Hugh O’Donnell and Yvonne Kennan write about their project

We had many adventures documented through the mediums of video and photograph. We enjoyed many conversations about tights, societal attitudes about Trans-gender, and identity, drumming, ballet, trains and cheese pie's (with too much pepper). We gained insight into the political and personal triumphs and hurdles for two people facing many issues around Trans-gender/ Asperger syndrome/Disability/discrimination and Love.

Thursday 12 May, 6pm: Screening, followed by an informal discussion. Everyone welcome.

From: Real Life Experience- Seven Photographs

This project and its outcome is part of community as artist// workshop as exhibition, the key theme for PS² in 2015/16. Throughout the year, artists worked together with individuals or small groups from several community(arts) organisations and initiatives in a series of 8 projects, from a collective film project with young volunteers at an urban farm, arts& craft classes in a small costal village to a pop video project with gay young men.
PS² acted as agency to match artists with the desires and interests of the participants, as venue for workshops and meetings and finally as exhibition space for the outcomes of the projects. Each project will also be presented in an adapted version within the spacial and social neighbourhood of the participants/ groups, an aspect which shifts the presentations and its format away from an art space into real life situations.
The series of 8 community as artist// workshop as exhibition projects allowed PS² an insight and growing understanding into the complexities, pitfalls and potentials of socially engaged art and participatory processes..A mutual learning and discovery process which hopefully leads to fruitful outcomes, excitement and great new art.

Film still

installation view


1.Tuesday Drawing Class [TDS], lead artist: Duncan Ross together with a self-organised group of pre-pension aged creatives.

2. A Portrait of St.
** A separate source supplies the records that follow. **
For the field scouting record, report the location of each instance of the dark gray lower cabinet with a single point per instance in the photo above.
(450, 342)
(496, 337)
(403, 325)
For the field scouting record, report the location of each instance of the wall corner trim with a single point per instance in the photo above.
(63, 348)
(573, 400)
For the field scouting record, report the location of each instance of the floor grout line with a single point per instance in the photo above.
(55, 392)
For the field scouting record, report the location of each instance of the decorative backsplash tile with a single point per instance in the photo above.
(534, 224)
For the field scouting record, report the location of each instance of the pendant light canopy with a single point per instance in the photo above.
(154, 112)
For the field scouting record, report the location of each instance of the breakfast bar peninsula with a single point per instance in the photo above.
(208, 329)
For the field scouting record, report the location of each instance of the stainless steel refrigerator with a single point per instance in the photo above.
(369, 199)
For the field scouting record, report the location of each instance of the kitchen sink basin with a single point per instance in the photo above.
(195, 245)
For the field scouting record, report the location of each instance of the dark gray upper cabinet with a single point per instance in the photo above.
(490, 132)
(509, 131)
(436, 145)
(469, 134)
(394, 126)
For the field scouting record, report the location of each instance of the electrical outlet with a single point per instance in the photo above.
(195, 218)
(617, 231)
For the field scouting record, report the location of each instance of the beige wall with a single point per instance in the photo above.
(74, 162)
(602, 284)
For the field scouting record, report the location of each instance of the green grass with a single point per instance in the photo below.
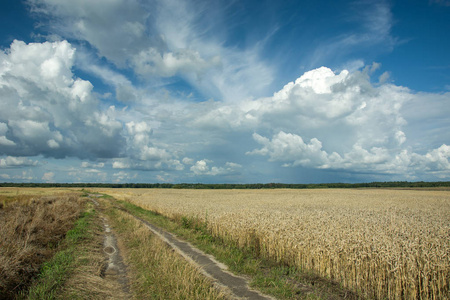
(270, 277)
(54, 273)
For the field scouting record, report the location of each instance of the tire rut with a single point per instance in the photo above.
(213, 269)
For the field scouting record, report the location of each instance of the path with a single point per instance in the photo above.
(209, 266)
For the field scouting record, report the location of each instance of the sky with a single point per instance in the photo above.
(171, 91)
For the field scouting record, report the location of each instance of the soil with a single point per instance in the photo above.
(236, 285)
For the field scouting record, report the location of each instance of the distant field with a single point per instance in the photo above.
(381, 243)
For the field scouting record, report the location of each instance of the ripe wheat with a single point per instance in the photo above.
(390, 244)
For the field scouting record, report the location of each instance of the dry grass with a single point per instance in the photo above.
(391, 244)
(31, 229)
(86, 280)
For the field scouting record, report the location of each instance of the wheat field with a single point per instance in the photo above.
(380, 243)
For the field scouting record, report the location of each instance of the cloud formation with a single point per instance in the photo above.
(47, 110)
(166, 90)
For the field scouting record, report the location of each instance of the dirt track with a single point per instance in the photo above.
(236, 286)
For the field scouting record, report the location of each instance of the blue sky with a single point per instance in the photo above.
(224, 91)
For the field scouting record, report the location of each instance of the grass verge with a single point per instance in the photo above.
(56, 271)
(270, 277)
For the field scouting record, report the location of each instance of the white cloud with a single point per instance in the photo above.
(201, 168)
(86, 164)
(16, 162)
(48, 177)
(47, 110)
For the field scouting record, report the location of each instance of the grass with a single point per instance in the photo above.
(156, 271)
(276, 279)
(32, 231)
(55, 272)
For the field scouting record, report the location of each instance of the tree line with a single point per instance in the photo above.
(386, 184)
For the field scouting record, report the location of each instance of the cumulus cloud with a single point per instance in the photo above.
(14, 162)
(201, 168)
(48, 177)
(47, 110)
(351, 125)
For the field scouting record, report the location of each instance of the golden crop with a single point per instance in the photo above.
(390, 244)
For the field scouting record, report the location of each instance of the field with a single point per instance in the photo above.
(33, 222)
(380, 243)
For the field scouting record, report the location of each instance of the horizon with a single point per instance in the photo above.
(172, 91)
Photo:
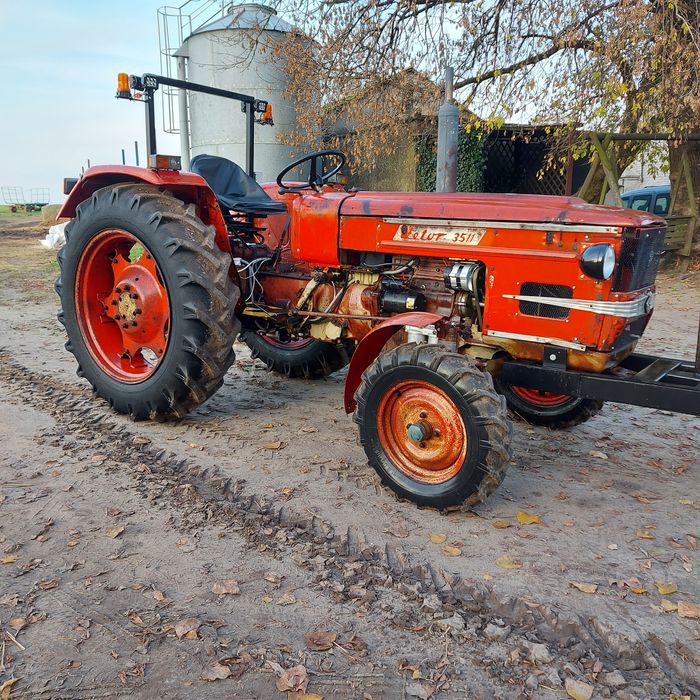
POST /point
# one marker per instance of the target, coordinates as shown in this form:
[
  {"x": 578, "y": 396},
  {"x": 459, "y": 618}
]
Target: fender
[
  {"x": 371, "y": 345},
  {"x": 188, "y": 187}
]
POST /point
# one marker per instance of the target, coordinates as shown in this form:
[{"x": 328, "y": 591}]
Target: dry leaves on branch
[
  {"x": 226, "y": 587},
  {"x": 319, "y": 641}
]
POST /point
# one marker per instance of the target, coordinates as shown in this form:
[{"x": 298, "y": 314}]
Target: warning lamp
[
  {"x": 123, "y": 89},
  {"x": 265, "y": 119}
]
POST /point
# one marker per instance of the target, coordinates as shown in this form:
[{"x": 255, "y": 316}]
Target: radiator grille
[
  {"x": 542, "y": 309},
  {"x": 639, "y": 259}
]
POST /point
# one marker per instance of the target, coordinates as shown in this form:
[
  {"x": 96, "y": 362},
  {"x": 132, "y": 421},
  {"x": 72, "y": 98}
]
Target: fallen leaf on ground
[
  {"x": 319, "y": 641},
  {"x": 18, "y": 623},
  {"x": 187, "y": 628},
  {"x": 508, "y": 562},
  {"x": 501, "y": 524},
  {"x": 293, "y": 679},
  {"x": 227, "y": 587},
  {"x": 217, "y": 672},
  {"x": 689, "y": 610},
  {"x": 6, "y": 688},
  {"x": 528, "y": 518},
  {"x": 398, "y": 530},
  {"x": 449, "y": 550},
  {"x": 578, "y": 690}
]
James's, lead artist: Lyndsay Donly working with young volunteers at an urban animal farm.

3. QueerSpace, lead artist: Sheelagh Colclough.

4. QueerSpace, lead artist: Robin Price

5. Village Workshops, lead artist: Anne-Marie Dillon, weekly arts&craft workshops in the small coastal village of Ballykinler

6. Hostel project- lead artists: Yvonne Kennan and Ciara O'Malley, a series of workshops in 3 homeless centres

7. Puddles, Fountains, Scissors, Rock- lead artist: PS². Project tailored for Belfast BabyDay, small children, their parents and guardians

8. Real Life Experience, lead artists: Yvonne Kennan and Hugh O’Donnell, observing, documenting and performing with the transgender couple Adrianne and Michael.